Underlying these behaviors exists a historical transparency gap between demand and supply. This information asymmetry throws the pricing structure out of whack and brings inefficiency to the marketplace. Publishers that can leverage these rich veins of data have a golden opportunity to build a new data foundation, correct the market, accurately segment audiences and deliver the true maximum value to both the advertiser and the publisher.
Open The Aperture
The key to solving advertising market inefficiencies lies in making real-time market data as transparent and actionable as possible. Auctions, in particular the second-price auctions favored in programmatic advertising, are known to be effective at establishing the market value of inventory. As with any market transaction, the party with the higher-quality information has an advantage over the party with less.
In the case of Internet advertising, buyers simply have a larger aperture than sellers. They can see multiple transactions across large, medium and small sites for numerous audience segments – and frequently even for the same consumer. In a truly transparent marketplace, the publisher has access to a similar-sized aperture as the buyer.
By employing market feedback data for every interaction on the publisher’s site, the publisher levels the information playing field and uses the power of the auction to establish the precise market price for the inventory.
Key Tactics
Publishers can level the playing field by leveraging the same data that buyers have at their disposal to offer the publisher’s ad inventory to the market. These tactics include:
Reader cadence: All readers have attention fatigue and lose value to buyers the more they interact with the same content. Publishers can offer “fresh” readers for their true market value.
Frequency caps: Publishers have the opportunity to lower the price on offers when reader frequency is too high or move offers to different buyers based on a maximum number of visits.

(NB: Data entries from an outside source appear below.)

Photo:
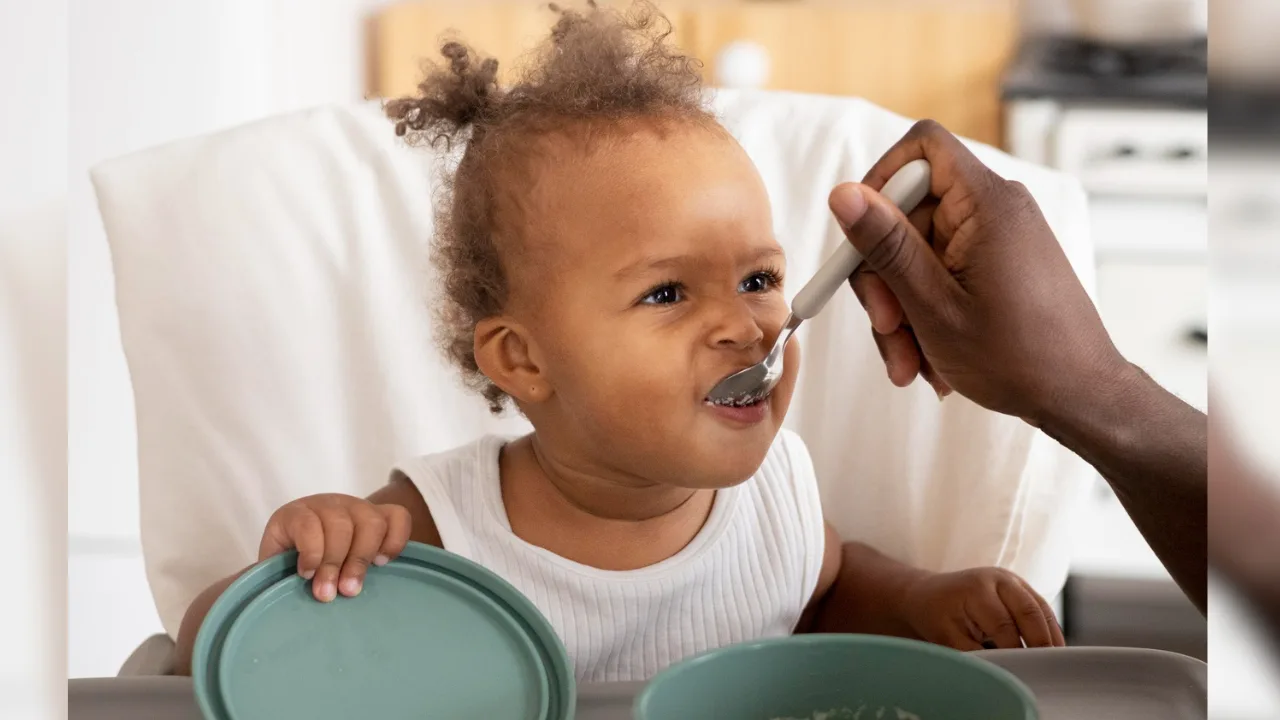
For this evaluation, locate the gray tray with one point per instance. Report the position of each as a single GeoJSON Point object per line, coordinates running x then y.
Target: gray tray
{"type": "Point", "coordinates": [1079, 683]}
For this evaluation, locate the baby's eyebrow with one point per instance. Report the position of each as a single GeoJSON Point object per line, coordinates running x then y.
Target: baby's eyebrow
{"type": "Point", "coordinates": [649, 263]}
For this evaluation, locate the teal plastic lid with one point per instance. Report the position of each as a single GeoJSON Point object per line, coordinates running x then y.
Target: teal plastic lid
{"type": "Point", "coordinates": [430, 636]}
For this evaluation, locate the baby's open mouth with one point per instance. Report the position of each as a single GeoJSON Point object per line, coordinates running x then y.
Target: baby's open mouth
{"type": "Point", "coordinates": [736, 401]}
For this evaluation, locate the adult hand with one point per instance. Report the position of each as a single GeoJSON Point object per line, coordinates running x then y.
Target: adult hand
{"type": "Point", "coordinates": [972, 291]}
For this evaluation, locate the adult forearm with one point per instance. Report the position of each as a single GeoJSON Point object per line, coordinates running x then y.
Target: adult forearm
{"type": "Point", "coordinates": [868, 595]}
{"type": "Point", "coordinates": [1153, 451]}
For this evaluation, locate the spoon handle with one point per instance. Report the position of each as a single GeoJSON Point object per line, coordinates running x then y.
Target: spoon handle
{"type": "Point", "coordinates": [906, 188]}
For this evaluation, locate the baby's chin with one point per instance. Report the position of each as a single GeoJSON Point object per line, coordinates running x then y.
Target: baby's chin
{"type": "Point", "coordinates": [723, 468]}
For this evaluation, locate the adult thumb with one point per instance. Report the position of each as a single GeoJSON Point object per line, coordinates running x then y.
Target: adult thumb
{"type": "Point", "coordinates": [891, 246]}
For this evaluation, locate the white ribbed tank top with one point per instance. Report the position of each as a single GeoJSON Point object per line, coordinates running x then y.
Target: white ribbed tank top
{"type": "Point", "coordinates": [748, 574]}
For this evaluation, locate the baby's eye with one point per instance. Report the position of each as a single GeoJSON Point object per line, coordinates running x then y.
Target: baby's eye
{"type": "Point", "coordinates": [668, 294]}
{"type": "Point", "coordinates": [759, 282]}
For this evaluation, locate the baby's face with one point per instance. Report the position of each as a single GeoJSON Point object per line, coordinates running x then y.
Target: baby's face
{"type": "Point", "coordinates": [659, 276]}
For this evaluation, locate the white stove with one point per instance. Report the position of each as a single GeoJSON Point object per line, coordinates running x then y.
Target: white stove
{"type": "Point", "coordinates": [1132, 123]}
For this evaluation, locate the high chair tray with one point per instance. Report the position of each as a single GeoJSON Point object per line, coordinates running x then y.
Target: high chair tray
{"type": "Point", "coordinates": [1075, 683]}
{"type": "Point", "coordinates": [1079, 683]}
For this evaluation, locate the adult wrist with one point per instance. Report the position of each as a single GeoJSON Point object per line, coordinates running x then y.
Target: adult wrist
{"type": "Point", "coordinates": [1102, 413]}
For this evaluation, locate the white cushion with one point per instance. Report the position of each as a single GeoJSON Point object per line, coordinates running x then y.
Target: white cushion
{"type": "Point", "coordinates": [274, 306]}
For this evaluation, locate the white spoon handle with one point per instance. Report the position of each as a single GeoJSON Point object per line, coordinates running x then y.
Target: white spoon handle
{"type": "Point", "coordinates": [906, 188]}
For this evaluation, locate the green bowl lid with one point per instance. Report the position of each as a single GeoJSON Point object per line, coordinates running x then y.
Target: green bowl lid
{"type": "Point", "coordinates": [430, 636]}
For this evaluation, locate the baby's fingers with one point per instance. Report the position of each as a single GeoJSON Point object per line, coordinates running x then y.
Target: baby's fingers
{"type": "Point", "coordinates": [338, 532]}
{"type": "Point", "coordinates": [366, 542]}
{"type": "Point", "coordinates": [295, 527]}
{"type": "Point", "coordinates": [993, 619]}
{"type": "Point", "coordinates": [1024, 606]}
{"type": "Point", "coordinates": [400, 525]}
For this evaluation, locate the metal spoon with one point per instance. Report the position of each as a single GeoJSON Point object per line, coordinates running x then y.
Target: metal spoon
{"type": "Point", "coordinates": [906, 188]}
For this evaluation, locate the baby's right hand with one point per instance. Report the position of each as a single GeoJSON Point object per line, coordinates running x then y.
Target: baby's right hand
{"type": "Point", "coordinates": [337, 538]}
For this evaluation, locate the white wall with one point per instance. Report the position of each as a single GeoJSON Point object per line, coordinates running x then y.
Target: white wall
{"type": "Point", "coordinates": [145, 72]}
{"type": "Point", "coordinates": [32, 350]}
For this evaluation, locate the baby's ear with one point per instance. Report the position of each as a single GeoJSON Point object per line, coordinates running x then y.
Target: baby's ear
{"type": "Point", "coordinates": [506, 355]}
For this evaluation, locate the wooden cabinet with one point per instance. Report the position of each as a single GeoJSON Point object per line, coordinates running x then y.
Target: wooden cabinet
{"type": "Point", "coordinates": [920, 58]}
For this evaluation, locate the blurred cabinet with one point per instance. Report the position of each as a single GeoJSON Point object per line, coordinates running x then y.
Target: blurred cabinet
{"type": "Point", "coordinates": [920, 58]}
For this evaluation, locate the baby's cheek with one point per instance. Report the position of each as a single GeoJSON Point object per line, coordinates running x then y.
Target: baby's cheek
{"type": "Point", "coordinates": [790, 372]}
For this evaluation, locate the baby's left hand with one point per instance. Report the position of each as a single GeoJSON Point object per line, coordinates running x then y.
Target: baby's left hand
{"type": "Point", "coordinates": [965, 609]}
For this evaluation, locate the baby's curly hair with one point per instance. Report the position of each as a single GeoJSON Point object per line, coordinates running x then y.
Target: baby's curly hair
{"type": "Point", "coordinates": [597, 68]}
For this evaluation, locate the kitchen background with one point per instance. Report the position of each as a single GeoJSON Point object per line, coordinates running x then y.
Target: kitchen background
{"type": "Point", "coordinates": [1114, 91]}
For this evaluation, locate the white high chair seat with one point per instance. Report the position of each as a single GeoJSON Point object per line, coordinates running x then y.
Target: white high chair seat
{"type": "Point", "coordinates": [273, 291]}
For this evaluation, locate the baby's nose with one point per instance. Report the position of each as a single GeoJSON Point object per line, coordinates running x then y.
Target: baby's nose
{"type": "Point", "coordinates": [737, 327]}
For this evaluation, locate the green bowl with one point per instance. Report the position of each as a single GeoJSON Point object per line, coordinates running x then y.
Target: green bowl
{"type": "Point", "coordinates": [835, 678]}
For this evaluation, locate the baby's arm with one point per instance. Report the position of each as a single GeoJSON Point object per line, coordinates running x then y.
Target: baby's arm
{"type": "Point", "coordinates": [337, 538]}
{"type": "Point", "coordinates": [863, 591]}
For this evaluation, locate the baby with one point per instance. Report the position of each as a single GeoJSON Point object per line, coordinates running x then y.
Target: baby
{"type": "Point", "coordinates": [607, 256]}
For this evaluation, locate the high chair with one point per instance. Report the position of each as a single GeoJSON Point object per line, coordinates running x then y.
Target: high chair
{"type": "Point", "coordinates": [274, 300]}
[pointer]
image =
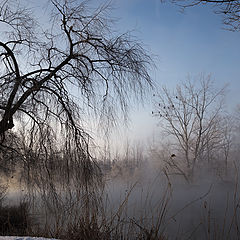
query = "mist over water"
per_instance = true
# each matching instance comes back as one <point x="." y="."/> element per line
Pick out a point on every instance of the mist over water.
<point x="206" y="208"/>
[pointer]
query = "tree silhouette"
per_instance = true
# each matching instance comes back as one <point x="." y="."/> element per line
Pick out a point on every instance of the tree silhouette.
<point x="56" y="69"/>
<point x="229" y="9"/>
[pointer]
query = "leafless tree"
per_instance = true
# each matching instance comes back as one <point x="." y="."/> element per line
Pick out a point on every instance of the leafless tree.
<point x="190" y="115"/>
<point x="61" y="67"/>
<point x="229" y="9"/>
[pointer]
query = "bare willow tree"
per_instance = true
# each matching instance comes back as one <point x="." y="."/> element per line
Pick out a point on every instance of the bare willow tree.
<point x="58" y="68"/>
<point x="229" y="9"/>
<point x="191" y="115"/>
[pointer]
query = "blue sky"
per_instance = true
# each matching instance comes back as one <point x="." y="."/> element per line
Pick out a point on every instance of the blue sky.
<point x="192" y="42"/>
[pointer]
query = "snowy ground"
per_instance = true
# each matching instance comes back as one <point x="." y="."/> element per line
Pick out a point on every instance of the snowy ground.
<point x="24" y="238"/>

Time-of-day optimization: Readers are valued differently throughout the day. Offers should be priced accordingly.
Geographical data: Country, city, region, latitude/longitude and location accuracy are all signals buyers process to determine the true value of the reader.
Search terms and keywords: Any search terms contained in the referring URL map to intent are a powerful signal to buyers.
Contextual data: The taxonomical data of the site and page content is of high value to buyers seeking strong brand matches.
Site ranking, quality and performance: A site’s traffic quality, overall ranking and historical competitive performance establish a key baseline of market value against well-known sites with similar rankings and performance.
Behavioral data: A reader’s travel history over the Internet is a strong indicator of intent for buyers.
Demographic predictions: Historical attention data allows buyers to make demographic predictions and further inform the offer price for inventory.
Viewability: Viewable ad placements are valued more highly than out-of-view placements. Publishers can set their offer price to match this level of engagement.
Situational context: Time spent on a page and how the reader arrived there are key predictors to brand engagement.
If publishers can use these tactics to harness both historical data and real-time signals unique to every reader, they are empowered to correctly value each opportunity to advertise on their site.
Efficient markets, those with the highest degree of pricing precision, are absolutely dependent on information equality between the buyer and the seller. In valuing each reader’s attention accurately, the publisher in no way games the system or compromises the integrity of the auction model.